Year after year, the Bonner Center for Civic and Community Engagement devises fresh and visible ways of linking TCNJ’s students to the greater Trenton public. Its most recent project is the Demonstration Garden, a 2,000-square-foot plot that bears over two-dozen types of vegetables, herbs, and flowers, many of which have been harvested and delivered to local aid centers.
The garden, sited between Lakes Ceva and Sylva, grew out of a cross-campus collaboration that started in spring 2009. Over the past year, the Bonner Center worked with students and professors of gender studies, biology, and engineering, as well as representatives from local nonprofit Isles, Inc., to develop the garden concept, locate arable soil, and design the enclosure.
The first seeds were planted on April 24. Since then, student and staff volunteers have carefully tended to the patch and kept an online log of their activities (http://tcnjserves.pbworks.com).
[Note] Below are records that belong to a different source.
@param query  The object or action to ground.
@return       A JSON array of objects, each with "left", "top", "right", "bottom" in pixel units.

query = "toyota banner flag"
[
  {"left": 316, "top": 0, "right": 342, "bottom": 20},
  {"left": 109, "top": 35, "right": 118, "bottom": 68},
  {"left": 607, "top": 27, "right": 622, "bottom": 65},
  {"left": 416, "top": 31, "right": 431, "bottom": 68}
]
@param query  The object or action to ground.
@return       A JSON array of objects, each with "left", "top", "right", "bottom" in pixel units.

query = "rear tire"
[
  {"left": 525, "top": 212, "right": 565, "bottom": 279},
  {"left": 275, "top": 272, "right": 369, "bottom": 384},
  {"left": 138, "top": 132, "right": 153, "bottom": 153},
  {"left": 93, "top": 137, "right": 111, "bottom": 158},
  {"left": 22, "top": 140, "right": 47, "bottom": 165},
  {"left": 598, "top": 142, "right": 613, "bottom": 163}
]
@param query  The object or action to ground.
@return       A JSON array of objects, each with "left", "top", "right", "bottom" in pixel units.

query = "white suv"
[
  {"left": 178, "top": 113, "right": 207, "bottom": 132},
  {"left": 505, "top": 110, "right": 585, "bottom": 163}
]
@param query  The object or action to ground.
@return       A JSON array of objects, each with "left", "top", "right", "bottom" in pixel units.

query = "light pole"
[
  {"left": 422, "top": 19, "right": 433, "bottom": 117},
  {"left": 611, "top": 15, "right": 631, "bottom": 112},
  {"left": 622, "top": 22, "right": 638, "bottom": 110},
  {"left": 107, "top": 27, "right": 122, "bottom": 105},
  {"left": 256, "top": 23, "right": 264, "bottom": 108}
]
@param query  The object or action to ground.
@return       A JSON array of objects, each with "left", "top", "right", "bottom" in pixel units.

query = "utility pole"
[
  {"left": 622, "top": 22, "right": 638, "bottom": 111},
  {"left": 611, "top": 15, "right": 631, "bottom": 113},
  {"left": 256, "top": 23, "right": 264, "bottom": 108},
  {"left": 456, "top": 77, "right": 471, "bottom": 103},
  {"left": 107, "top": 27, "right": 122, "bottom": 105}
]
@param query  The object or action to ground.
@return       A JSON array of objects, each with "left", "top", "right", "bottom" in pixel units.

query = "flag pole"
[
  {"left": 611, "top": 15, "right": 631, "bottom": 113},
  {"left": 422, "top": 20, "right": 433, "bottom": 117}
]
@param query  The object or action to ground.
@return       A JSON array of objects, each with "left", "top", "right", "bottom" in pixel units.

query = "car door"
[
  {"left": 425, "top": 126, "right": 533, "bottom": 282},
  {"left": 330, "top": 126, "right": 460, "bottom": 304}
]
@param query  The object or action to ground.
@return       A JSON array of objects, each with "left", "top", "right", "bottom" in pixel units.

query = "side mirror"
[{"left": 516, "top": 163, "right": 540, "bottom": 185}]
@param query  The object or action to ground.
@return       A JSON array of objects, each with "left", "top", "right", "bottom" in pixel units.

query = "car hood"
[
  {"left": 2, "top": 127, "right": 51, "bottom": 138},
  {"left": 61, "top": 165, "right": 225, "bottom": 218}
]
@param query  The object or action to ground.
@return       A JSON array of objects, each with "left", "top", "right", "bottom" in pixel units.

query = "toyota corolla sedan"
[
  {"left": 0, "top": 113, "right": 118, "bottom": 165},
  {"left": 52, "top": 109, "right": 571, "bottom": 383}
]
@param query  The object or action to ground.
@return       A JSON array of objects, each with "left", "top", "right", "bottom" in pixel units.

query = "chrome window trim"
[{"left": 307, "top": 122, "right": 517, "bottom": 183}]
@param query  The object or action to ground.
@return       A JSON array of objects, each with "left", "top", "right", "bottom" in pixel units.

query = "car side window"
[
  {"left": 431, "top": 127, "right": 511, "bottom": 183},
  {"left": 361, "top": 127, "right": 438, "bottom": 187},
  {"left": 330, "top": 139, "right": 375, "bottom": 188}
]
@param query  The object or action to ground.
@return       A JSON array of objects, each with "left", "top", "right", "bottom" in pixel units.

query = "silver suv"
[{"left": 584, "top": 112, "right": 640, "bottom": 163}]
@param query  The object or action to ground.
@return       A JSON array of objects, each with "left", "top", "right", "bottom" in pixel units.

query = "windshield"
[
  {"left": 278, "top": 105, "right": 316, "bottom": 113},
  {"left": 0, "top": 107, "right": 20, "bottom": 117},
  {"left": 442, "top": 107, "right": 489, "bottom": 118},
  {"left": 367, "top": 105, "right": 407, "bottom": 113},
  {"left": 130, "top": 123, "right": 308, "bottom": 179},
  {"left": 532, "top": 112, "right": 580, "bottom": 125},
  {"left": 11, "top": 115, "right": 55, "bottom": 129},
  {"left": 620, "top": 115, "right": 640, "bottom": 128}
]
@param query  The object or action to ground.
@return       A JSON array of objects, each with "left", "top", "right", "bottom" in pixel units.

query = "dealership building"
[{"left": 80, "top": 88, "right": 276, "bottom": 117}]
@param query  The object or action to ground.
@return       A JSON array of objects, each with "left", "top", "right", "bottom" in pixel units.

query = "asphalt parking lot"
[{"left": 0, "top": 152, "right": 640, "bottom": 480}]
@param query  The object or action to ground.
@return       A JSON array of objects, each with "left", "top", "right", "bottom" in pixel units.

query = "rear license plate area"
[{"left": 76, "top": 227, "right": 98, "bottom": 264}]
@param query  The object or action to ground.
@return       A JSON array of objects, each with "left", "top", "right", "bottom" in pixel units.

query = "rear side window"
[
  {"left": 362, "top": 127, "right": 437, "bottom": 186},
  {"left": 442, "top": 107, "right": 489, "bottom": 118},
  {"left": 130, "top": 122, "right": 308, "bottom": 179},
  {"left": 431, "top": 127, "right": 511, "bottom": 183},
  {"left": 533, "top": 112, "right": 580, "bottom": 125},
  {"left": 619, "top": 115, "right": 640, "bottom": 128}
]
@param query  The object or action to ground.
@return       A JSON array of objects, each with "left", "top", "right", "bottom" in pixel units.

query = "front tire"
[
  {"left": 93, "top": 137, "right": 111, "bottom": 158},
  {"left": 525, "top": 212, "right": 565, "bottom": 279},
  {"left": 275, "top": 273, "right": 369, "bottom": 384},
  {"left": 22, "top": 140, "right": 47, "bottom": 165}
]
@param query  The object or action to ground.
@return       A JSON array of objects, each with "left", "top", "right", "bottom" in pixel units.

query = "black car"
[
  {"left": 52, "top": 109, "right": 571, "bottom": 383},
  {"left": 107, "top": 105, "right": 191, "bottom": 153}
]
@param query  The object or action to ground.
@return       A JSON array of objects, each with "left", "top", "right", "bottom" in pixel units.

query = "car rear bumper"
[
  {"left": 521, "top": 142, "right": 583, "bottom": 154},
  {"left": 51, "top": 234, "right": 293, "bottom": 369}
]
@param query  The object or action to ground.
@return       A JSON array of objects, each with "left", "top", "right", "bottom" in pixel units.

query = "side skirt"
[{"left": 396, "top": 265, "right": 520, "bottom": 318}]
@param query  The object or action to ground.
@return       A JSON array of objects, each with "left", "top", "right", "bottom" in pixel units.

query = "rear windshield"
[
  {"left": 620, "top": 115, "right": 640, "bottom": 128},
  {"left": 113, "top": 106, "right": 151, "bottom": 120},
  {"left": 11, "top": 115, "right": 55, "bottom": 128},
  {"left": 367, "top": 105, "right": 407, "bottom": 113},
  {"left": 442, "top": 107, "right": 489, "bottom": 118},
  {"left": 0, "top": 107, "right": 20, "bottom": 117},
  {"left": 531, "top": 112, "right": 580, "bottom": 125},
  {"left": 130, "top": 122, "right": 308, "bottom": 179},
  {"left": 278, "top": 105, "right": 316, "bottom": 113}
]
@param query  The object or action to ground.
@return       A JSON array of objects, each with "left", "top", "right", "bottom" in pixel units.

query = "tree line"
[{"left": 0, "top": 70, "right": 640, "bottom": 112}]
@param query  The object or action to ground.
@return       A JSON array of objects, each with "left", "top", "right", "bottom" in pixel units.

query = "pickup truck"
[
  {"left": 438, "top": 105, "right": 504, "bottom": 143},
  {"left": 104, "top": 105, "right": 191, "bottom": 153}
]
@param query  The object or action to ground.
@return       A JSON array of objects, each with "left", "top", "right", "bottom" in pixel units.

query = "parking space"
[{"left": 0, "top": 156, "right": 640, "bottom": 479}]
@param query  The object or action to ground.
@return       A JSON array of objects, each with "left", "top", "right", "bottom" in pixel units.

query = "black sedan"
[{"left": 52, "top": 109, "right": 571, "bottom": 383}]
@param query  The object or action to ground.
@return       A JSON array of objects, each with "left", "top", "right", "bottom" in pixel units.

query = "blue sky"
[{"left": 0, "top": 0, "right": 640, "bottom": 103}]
They’ve been mulching, weeding, watering, and planting new produce—onions, tomatoes, carrots, and beets, just to name a few. In June, they cropped lettuce, basil, and parsley for the Trenton Area Soup Kitchen, beginning a food-security effort that fanned out as new vegetables took root.
The Demonstration Garden gives students, including freshmen looking to complete their requisite community service, a chance to help those in need in the most essential way. But just as importantly, the garden has become an example of sustainability and a center for environmental education. As one of the campus’ greenest areas, the lakeside garden space serves as a meeting ground for campus-goers and an outdoor classroom for urban students and their college-aged mentors.